Maybe I’m being a bit dramatic…maybe I’m still not fully adjusted to being old…(40 is hard for me…let’s just get the elephant in the room that is my age out of the way)…but honestly…I’m wondering lately if I’m going through a really long slump…or if reading just isn’t as enjoyable as one ages.
I think perhaps it comes down to what type of reader one is. Since childhood reading for me has always been an escape…but it’s been a lot more than that too. It’s been a means of exploring dreams and hopes, possibilities and futures. Love, school. career, travel, adventure, marriage and family etc. Reading for me not only provided entertainment and an escape from a sometimes not so pleasant reality…but it also provided a way for me to see what possibilities and opportunities awaited me “out there.” It fed my imagination and allowed me the chance to live and experience all manner of things and in doing so…perhaps discover a little bit more of who I was and what I wanted out of life.
I’ve realized lately though, that my reading experience is very different. Most of the time, I now catch myself relating to characters or sympathizing with them…but I no longer find myself dreaming with them or inspired by them to dream on my own.

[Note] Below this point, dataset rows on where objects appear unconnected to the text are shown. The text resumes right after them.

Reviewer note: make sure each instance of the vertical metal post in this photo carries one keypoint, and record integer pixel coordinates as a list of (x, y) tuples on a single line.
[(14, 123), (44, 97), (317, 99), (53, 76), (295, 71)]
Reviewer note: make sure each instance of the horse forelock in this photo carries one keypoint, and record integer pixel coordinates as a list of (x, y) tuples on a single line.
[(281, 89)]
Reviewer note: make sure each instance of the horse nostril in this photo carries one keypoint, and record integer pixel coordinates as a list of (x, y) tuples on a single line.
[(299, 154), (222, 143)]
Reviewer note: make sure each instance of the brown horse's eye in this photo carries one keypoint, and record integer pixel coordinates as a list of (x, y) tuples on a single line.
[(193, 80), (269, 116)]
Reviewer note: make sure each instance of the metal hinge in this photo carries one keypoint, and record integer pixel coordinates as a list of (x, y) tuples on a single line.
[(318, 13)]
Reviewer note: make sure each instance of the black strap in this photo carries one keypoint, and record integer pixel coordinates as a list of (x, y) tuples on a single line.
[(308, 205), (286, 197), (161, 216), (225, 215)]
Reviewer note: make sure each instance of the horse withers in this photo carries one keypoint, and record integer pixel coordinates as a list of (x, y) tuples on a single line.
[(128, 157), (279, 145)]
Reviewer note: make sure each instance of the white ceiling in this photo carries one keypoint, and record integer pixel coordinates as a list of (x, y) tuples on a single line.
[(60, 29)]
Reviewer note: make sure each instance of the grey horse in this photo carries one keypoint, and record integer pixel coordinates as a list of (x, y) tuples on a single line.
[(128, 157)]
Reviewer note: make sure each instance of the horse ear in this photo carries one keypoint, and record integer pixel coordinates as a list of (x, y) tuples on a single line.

Have I reached the point in my life where I feel like my own future is set? My possibilities no longer limitless? My dreams reduced to just that…dreams…?
What do you guys think…does reading and the pleasure derived from reading change as one ages and goes through different life stages? Do we enjoy it less…or do we simply need to find a way to enjoy it differently? Or is it a matter of allowing ourselves to dream of endless possibilities regardless of age?